2. Interpret the pilot study results to guide future research
The Measure for the Anaesthesia Theatre Educational
Environment (MATE) utilizes a series of methodologies to
show validity, piloting the measure in different training
jurisdictions. We chose to focus specifically on the
operating theatre as the vast majority of teaching and
learning in clinical anesthesia occurs here, providing
insight into current practice and a focal point for
potential quality improvement.

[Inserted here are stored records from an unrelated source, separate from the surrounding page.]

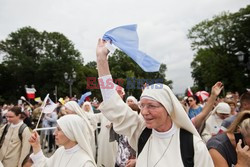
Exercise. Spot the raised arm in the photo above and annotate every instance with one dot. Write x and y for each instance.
(101, 58)
(216, 89)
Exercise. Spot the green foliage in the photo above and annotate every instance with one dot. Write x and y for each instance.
(217, 42)
(38, 58)
(124, 68)
(42, 58)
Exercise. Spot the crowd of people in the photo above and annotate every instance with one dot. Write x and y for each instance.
(156, 130)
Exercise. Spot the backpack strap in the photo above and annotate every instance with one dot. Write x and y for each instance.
(143, 139)
(20, 131)
(187, 148)
(5, 130)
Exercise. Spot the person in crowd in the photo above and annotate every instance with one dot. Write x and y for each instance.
(71, 107)
(13, 149)
(232, 147)
(244, 105)
(213, 123)
(199, 120)
(160, 111)
(232, 105)
(131, 100)
(126, 155)
(75, 150)
(194, 107)
(95, 104)
(51, 118)
(87, 107)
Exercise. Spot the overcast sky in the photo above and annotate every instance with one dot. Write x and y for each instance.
(162, 25)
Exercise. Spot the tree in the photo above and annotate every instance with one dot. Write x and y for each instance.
(39, 58)
(123, 68)
(217, 42)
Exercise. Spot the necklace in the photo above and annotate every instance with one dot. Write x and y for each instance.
(163, 152)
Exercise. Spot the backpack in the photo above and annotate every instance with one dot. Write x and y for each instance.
(186, 144)
(5, 130)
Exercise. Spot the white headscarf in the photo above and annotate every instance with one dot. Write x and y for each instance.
(90, 107)
(222, 108)
(76, 130)
(132, 98)
(163, 94)
(73, 106)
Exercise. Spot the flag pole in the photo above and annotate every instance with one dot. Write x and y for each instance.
(43, 106)
(40, 116)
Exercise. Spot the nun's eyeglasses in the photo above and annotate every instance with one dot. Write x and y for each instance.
(149, 106)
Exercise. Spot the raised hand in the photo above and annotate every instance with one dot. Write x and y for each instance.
(35, 142)
(101, 50)
(216, 89)
(243, 154)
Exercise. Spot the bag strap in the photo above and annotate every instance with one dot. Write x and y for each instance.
(143, 139)
(187, 148)
(5, 130)
(20, 131)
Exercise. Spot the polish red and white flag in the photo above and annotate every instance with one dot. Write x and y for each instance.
(30, 92)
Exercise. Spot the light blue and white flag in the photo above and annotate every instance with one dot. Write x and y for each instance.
(83, 97)
(126, 39)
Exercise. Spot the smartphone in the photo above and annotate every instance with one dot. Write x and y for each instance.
(239, 136)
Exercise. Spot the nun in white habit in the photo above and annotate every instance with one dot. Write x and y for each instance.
(160, 111)
(73, 108)
(75, 149)
(103, 159)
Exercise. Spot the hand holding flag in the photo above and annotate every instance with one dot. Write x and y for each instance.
(48, 106)
(83, 97)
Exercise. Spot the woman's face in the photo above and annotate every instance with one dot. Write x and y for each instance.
(12, 118)
(68, 111)
(60, 137)
(130, 101)
(191, 101)
(246, 136)
(86, 108)
(223, 116)
(155, 115)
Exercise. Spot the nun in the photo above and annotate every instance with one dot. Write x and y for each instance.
(74, 150)
(161, 111)
(71, 107)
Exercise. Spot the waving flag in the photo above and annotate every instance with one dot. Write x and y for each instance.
(48, 105)
(30, 93)
(126, 39)
(189, 92)
(83, 97)
(203, 95)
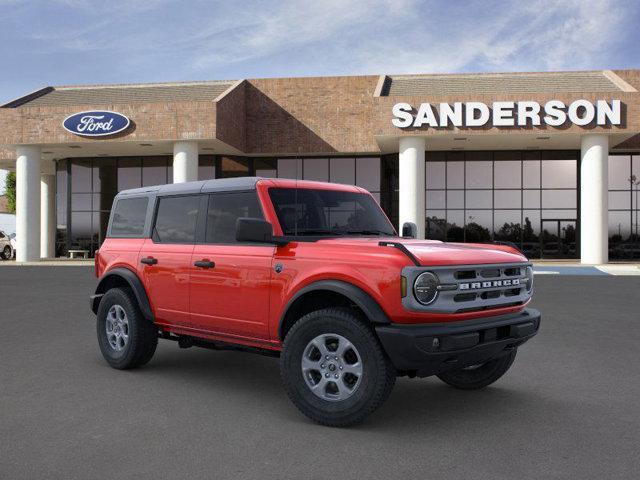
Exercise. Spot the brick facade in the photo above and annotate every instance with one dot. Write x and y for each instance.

Results from the pilot
survey will be used to identify areas of future research.
Methods
We obtained approval from the Awhina Research and
Knowledge Centre (Protocol RM13266). We used a
literature search to generate the initial item list (see
Appendix I; available as Electronic Supplementary
Material [ESM]), categorized into four provisional
domains that were identified a priori. A modified Delphi
approach was used to develop consensus on item inclusion
to ensure content validity. The Delphi approach is an
established objective method of obtaining expert
consensus, allowing a large number of experts to
contribute anonymously in a non-adversarial manner in a
series of phases, with successive feedback of collective
opinion and opportunity for correction.6 The Delphi
methods are explicitly described in Appendix I (available
as ESM).7
Pilot of MATE draft
We administered the pilot to junior doctors in seven
countries. We defined junior doctors as medical
practitioners working in clinical anesthesia that required
some form of supervision. These included interns,
Mate development and validation 1229
123
residents, house officers, medical officers, registrars, or
fellows, not limited to those in vocational training
programs. We anticipated the majority of participants to
be vocational trainees, and the term ‘‘trainee’’ was utilized
in department correspondence, with the above-emphasized
definition. Residency program directors/coordinators in 16/
17 Canadian, all 134 United States (US), and all three
Singaporean anesthesiology residencies were sent an email
with a request to forward the survey link to trainees in their
departments. The head of school or trainee representative
for 23/24 UK Schools of Anaesthesia and two large Hong
Kong Special Administrative Region (HK SAR) teaching
hospitals was sent a similar email. The Australian and New
Zealand College of Anaesthetists (ANZCA) Clinical Trials
Network facilitated email invitations to be sent to a random
sample of 1,000 NZ and Australian trainees, and trainees in
the Auckland region of NZ were individually emailed.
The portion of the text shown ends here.